Member of Parliament for Charlotte
- In office June 18, 1962 – June 24, 1968
- Preceded by: Caldwell Stewart
- Succeeded by: Riding dissolved

Personal details
- Born: Allan Marcus Atkinson McLean September 27, 1891 Bristol, New Brunswick, Canada
- Died: April 27, 1969 (aged 77) Miami, Florida, U.S.
- Party: Liberal
- Spouse: Mary Margaret Foley (d.1967)
- Children: 3
- Relatives: A. Neil McLean (brother) Donald McLean (cousin)
- Profession: Manufacturer; Industrialist;

= Allan M.A. McLean =

Canadian politician

Allan Marcus Atkinson McLean (September 27, 1891 – April 27, 1969) was a Canadian businessman who co-managed Connors Brothers Limited, a New Brunswick based fish processing business, and a politician who served as a member of the House of Commons of Canada.

==Biography==
Born in Bristol, New Brunswick, the third of four children, he is a descendant of Dutch United Empire Loyalists on his mother's side, and Scots émigrés to Cape Breton Island on his father's side.

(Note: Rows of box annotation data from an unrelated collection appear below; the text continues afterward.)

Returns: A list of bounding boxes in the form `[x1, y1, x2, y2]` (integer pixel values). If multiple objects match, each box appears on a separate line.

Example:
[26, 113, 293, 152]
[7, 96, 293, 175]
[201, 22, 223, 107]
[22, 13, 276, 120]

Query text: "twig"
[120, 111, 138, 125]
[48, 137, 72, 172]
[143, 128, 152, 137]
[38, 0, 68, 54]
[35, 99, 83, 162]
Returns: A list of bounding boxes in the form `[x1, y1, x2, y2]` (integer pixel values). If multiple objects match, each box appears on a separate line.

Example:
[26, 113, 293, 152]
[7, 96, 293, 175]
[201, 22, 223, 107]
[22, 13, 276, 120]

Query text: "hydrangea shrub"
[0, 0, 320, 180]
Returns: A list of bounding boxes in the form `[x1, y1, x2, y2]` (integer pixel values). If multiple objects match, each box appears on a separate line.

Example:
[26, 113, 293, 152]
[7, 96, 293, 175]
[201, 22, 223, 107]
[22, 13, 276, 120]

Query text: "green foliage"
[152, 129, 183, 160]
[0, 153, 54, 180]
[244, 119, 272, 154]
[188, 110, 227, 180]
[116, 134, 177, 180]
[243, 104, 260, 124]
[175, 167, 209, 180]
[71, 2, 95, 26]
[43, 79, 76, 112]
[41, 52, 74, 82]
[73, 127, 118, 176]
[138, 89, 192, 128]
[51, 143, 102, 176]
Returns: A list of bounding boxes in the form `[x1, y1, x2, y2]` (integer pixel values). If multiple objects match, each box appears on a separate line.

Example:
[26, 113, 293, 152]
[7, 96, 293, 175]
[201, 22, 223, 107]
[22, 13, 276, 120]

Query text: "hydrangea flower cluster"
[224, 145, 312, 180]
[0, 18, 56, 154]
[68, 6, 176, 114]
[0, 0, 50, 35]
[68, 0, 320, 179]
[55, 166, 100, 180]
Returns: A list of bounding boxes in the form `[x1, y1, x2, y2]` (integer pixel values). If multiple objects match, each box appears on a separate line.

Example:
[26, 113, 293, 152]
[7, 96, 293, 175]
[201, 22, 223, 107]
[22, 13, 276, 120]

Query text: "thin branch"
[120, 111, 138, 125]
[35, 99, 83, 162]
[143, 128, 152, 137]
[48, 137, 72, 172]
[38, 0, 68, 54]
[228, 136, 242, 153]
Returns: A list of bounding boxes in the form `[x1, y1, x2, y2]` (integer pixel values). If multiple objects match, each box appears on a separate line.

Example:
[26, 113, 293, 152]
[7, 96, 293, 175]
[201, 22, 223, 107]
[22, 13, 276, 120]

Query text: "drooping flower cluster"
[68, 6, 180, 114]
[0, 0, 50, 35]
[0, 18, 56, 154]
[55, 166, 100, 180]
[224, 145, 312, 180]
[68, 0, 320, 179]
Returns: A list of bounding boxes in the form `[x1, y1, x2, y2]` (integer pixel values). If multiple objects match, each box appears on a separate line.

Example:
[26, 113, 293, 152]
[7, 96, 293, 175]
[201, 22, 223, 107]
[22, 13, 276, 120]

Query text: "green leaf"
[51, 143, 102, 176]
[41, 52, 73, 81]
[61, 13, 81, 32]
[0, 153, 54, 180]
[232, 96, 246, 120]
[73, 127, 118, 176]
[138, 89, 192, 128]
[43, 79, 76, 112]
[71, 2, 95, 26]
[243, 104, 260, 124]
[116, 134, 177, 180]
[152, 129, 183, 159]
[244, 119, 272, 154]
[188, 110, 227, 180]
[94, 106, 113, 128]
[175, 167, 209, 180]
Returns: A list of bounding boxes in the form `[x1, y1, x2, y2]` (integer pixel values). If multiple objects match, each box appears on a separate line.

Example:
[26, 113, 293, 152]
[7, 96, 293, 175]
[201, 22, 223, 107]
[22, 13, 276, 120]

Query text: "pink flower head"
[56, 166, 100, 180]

In 1923, McLean, along with elder brother Neil, took control of the Connors Bros. fish processing business that had been founded in Blacks Harbour, New Brunswick by Lewis and Patrick Connors in 1894.

Much of the McLean brothers' lives were spent developing the fishing industry centered around New Brunswick's Passamaquoddy Bay in southwestern New Brunswick. Largely focused on canning herring, Connors Brothers also served the northeastern United States' Roman Catholic 'fish on Friday' market by shipping haddock and pollock to New England markets. Connors Brothers was sold to the George Weston Limited conglomerate headquartered in Toronto in approximately 1966 as Neil and Allan McLean approached 80 years of age.

Both McLean brothers were active in politics. Neil McLean (1885–1967) served as president of the New Brunswick Liberal Party for many years and then as a member of the Senate of Canada. Allan McLean ran for election to the House of Commons of Canada in 1961 in the riding of Charlotte County, New Brunswick, was elected and re-elected twice until retiring in 1968. He died of a heart attack in Florida in 1969.